In this paper we consider the problem of estimating the number of times that the concentration of a pollutant of interest surpasses a threshold in a given time interval. That question is also related to the estimation of the distribution of the time between two consecutive days in which the threshold is surpassed by the pollutant's concentration. One approach to the problem is to consider that the number of times that the threshold is surpassed can be described by a non-homogeneous Poisson process (see for instance Achcar et al, 2008). However, depending on the value of the threshold, the hypothesis of independence between two consecutive time intervals between surpassings may not be true. Hence, the use of Poisson models may not be adequate. In this work we consider two cases. In the first of them, we still assume independence between two time intervals between surpassings, but instead of having an exponential distribution for them, we consider that the time intervals between surpassings have as distribution a Gamma density. In a second case, we drop the independence hypothesis and assume a first order dependence between two consecutive time intervals between surpassings. The distribution of the time intervals in here is also related to a Gamma distribution. In the case of dependent time intervals, we take into account a autoregressive model used by Sim (1990, 1992) in problems related to queueing theory. In both cases, the parameters present in the model are related to parameters of the Gamma distribution of the time interval between surpassings. In order to estimate the parameters of the models, a Bayesian point of view is used. Inference is performed using a sample drawn from the posterior distribution using a combination of Gibbs sampling and Metropolis-Hastings algorithms. Everything is programmed using R. Convergence of the algorithm is monitored using the Gelman-Rubin method as well as an analysis of the traceplot produced. The theoretical part of this work is applied to ozone data obtained from the Mexico City monitoring network.

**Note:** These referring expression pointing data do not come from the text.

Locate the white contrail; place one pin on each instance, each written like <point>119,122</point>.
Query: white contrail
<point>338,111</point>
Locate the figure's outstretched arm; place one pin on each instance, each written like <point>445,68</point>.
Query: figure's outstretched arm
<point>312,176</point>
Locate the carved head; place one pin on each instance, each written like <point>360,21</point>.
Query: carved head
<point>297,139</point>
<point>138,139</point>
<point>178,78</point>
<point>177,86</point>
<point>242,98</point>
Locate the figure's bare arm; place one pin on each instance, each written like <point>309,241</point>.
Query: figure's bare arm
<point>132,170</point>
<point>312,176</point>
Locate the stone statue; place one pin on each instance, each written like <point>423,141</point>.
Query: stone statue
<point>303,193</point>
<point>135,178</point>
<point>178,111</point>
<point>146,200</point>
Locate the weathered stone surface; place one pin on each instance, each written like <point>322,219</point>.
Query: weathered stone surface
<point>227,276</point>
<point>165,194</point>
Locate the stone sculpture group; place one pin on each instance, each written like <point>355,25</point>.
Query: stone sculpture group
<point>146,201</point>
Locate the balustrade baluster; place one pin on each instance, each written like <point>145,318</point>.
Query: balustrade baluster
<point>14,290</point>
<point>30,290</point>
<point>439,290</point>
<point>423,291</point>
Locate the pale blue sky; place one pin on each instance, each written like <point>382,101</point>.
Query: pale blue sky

1. Achcar, J.A., Fernandez-Bremauntz, A.A., Rodrigues, E.R. and Tzintzun, G., 2008. Estimating the number of ozone peaks in Mexico City using a non-homogeneous Poisson model. Environmetrics 19, 469-485.

2. Sim, C. H. 1990. First-order autoregressive models for Gamma and Exponential processes. Journal of Applied Probability 27, 325-332.

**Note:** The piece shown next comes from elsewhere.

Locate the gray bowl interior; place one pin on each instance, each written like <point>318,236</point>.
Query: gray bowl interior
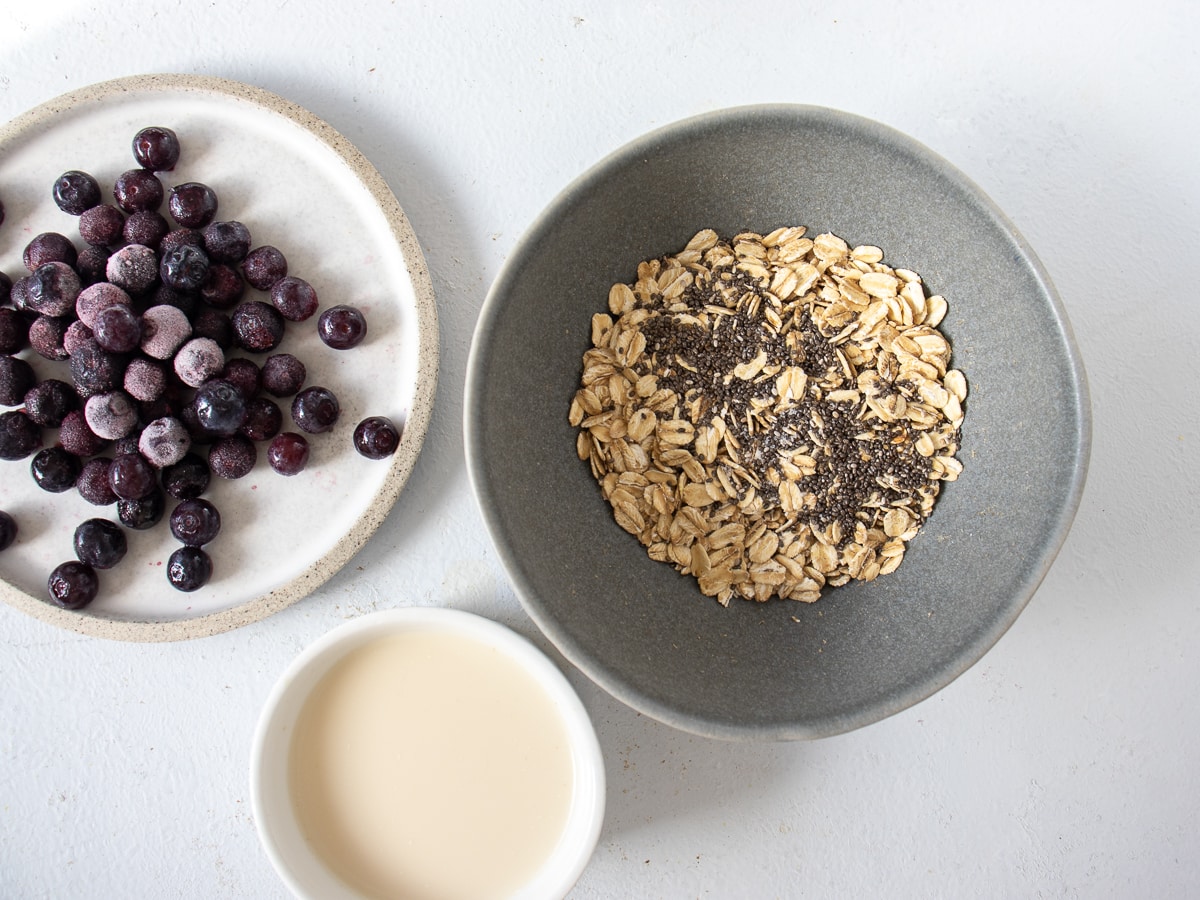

3. Sim, C. H. 1992. Point processes with correlated Gamma interarrival times. Statistics and Probability Letters 15, 135-141.

Keywords: Couting processes; Dependent interarrival times; Markov chain Monte Carlo methods; Ozone air pollution

Biography: Eliane Rodrigues is a researcher at Institute of Mathematics of the National University in Mexico. Her field of research is applied probability with focuss on stochastic modelling applied mainly to air pollution problems. She has been working on the subject since 2003.